Column A. 9K contracts
Column B. 1K contracts
So what do the numbers in your heatmap mean?
How many policies does each row represent?
First let’s see how many policies you win with any frequency:
Column A. We know that 91.32% of these you never win. That means you win 8.68% of them in some situation. That’s 0.0868 x 9000 = 7821 policies. Split equally among the three rows that’s ~ 2600 policies per cell (excluding never)
Column B. Similarly for this column you will sometimes win 0.0489 x 1000 = 489 policies. That’s ~160 per cell
So what do the percentage numbers mean?
This heatmat is telling you how exposed you are to the entire market with the view on claim amounts.
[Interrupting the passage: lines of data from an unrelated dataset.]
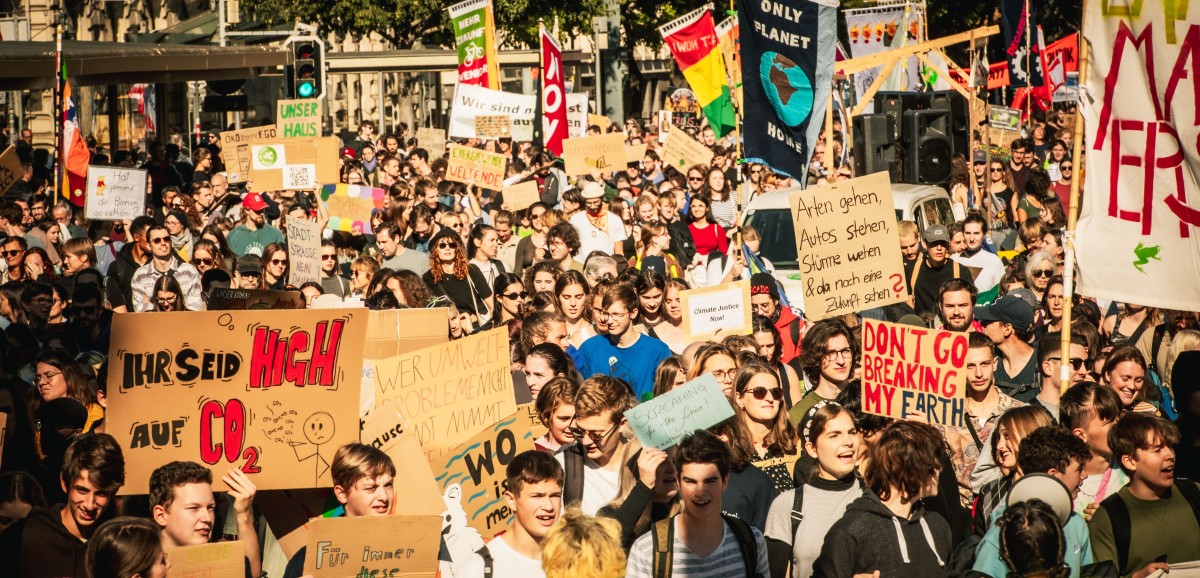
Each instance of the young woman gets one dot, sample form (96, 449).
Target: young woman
(759, 401)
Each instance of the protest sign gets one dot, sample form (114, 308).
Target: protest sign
(304, 251)
(298, 119)
(229, 299)
(450, 391)
(492, 126)
(373, 546)
(472, 101)
(473, 475)
(683, 151)
(211, 560)
(351, 205)
(11, 170)
(845, 244)
(387, 429)
(235, 149)
(603, 152)
(910, 369)
(477, 167)
(115, 193)
(520, 196)
(717, 311)
(271, 392)
(664, 421)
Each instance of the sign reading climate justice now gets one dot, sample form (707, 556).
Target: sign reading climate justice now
(846, 246)
(910, 369)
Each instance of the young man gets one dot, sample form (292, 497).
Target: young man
(701, 541)
(828, 361)
(163, 262)
(1055, 451)
(1155, 519)
(181, 504)
(363, 483)
(623, 351)
(53, 542)
(535, 497)
(593, 463)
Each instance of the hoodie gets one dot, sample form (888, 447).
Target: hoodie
(40, 546)
(870, 537)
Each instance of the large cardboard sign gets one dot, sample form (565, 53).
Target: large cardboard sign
(351, 205)
(910, 369)
(846, 246)
(211, 560)
(603, 152)
(271, 392)
(719, 311)
(664, 421)
(373, 546)
(473, 476)
(477, 167)
(298, 119)
(115, 193)
(235, 149)
(450, 391)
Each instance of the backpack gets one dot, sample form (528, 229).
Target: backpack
(1119, 518)
(663, 536)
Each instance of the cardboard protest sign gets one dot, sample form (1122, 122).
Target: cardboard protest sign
(228, 299)
(235, 149)
(304, 251)
(115, 193)
(520, 196)
(603, 152)
(298, 119)
(373, 546)
(450, 391)
(211, 560)
(913, 369)
(682, 151)
(664, 421)
(473, 476)
(477, 167)
(845, 244)
(717, 311)
(351, 205)
(492, 126)
(11, 170)
(271, 392)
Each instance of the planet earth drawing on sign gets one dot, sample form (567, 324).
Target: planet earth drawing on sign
(787, 88)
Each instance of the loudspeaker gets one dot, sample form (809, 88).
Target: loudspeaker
(927, 137)
(875, 145)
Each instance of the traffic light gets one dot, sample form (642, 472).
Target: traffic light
(306, 74)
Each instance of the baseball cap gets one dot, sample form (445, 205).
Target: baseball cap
(937, 233)
(1009, 308)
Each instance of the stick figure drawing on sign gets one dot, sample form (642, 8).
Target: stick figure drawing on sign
(318, 429)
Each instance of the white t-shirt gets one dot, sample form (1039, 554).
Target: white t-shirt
(505, 563)
(600, 486)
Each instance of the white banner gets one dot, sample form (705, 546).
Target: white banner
(471, 101)
(1138, 238)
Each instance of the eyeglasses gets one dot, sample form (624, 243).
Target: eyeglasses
(760, 393)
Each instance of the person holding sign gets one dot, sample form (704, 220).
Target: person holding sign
(535, 497)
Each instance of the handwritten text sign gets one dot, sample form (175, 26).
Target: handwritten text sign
(271, 392)
(213, 560)
(115, 193)
(913, 369)
(449, 392)
(846, 246)
(373, 546)
(717, 311)
(603, 152)
(664, 421)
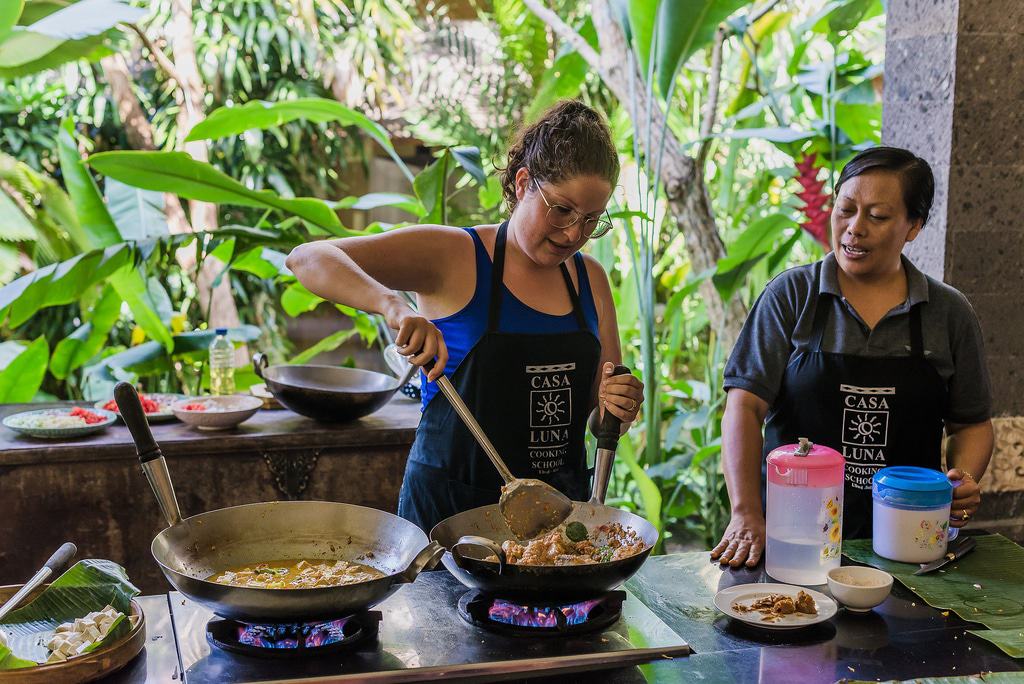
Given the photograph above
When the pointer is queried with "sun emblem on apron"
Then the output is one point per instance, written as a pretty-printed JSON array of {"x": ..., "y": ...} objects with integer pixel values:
[{"x": 550, "y": 409}]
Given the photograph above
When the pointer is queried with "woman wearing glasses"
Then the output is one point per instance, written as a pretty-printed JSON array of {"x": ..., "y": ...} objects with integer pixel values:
[{"x": 514, "y": 314}]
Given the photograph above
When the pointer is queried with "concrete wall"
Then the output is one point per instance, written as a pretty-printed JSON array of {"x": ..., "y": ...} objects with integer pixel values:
[{"x": 954, "y": 94}]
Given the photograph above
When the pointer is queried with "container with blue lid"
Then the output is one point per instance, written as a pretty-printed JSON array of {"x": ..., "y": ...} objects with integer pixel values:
[
  {"x": 910, "y": 513},
  {"x": 910, "y": 486}
]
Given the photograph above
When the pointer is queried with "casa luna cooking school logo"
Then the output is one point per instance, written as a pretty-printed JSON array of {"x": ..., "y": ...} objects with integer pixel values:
[
  {"x": 865, "y": 431},
  {"x": 550, "y": 415}
]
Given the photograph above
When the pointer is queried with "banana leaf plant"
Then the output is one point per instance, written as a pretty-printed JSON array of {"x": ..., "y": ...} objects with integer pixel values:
[
  {"x": 37, "y": 35},
  {"x": 122, "y": 251}
]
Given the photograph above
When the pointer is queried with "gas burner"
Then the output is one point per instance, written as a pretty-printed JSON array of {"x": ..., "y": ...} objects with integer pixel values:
[
  {"x": 294, "y": 639},
  {"x": 541, "y": 618}
]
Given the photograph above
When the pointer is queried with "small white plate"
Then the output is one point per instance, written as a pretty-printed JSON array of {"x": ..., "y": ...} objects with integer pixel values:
[{"x": 749, "y": 593}]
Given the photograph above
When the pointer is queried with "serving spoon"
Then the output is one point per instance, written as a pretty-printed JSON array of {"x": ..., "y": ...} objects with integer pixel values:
[{"x": 529, "y": 507}]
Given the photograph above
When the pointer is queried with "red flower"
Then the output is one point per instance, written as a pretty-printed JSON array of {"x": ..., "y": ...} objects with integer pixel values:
[{"x": 815, "y": 201}]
Ok so what does it mean to say for the column A policies, you have 3.5% in the top cell? That means that the policies that you win often and don’t make a claim (~2600 policies), represent 3.5% of the entire set of policies that don’t make a claim in the market.
Similarly in column B, the top row with 2.3% means, that the policies you win often and have a claim less than 5K (~160 policies) represent 2.3% of all the policies that have made a claim in that range in the market.
I hope that makes it clearer (and that my maths is correct!)
Indeed it looks like the this week we have avoided larger claims. The two competitors at the very bottom of the leaderboard are giving us the weekly summary statistics.
Special prize for an explanation of mkeywood’s “profit” at 0.9% market share!
I would feel it is not my place to reveal the strategy of @mkeywood on this one, but I did look into it to see what is going on.
Genuinely I have no idea what happened there. I was 4th last week, and then this abominable result this week, BUT I have not seen any leaderboard feedback for week 8 or 9 (ie, at all) so I have been fishing in the dark )
Anyone who can help explain it to me, i’d be happy
Ah your feedback is actually on the submission itself.
If you go to the leaderboard, click on “view” next to your leaderboard submission and then navigate to the “evaluation status” tab you will see the feedback
Ah maybe I should have done that before now. Thanks for that @alfarzan
I think I may have joined this challenge a little late (week 8) to really get a handle on it, but I hope they do more like this. Adding this pricing aspect is way way more interesting than just claim model prediction
Thanks @alfarzan for your explanation, but I must say I am still a bit lost.
Taking your toy example with 10K claims, with a 10% frequency, and ignoring the last 2 columns which are very rare.
- The policies won “often” represent 3.5% of the policies with no claims - around 3.5% x 9K = 315 - plus 2.3% of the policies with a small claim - around 2.3% x 1K = 23 - so the total here is around 338.
- The policies won “rarely” represent 1.7% of the policies with no claims - around 1.7% x 9K = 153 - plus 0,59% of the policies with a small claim - around 0.6% x 1K = 6 - so the total there is around 159.
There are some approximations here, but overall, as the two values for “often” are larger than both values for “rarely” I don’t see any solution where the number of policies are equal… so I might be misinterpreting the heatmap somehow
I have the same confusion as yours too.
If the number of policies is equally split among [often, sometimes and rarely] (the nominator), and the fractions are different, the denominator must be different.
My guess on why high profit loads are required:
As the (top 10) competitors are becoming niche and better, it is more likely for us to pick up underpriced policies, therefore apply a higher profit load protect us against it. All in all, if we have a super high profit load and not winning many policies, our profits will be close to 0 and enough to beat many other competitors. In other words, to beat the top and niche player, we need to be niche as well!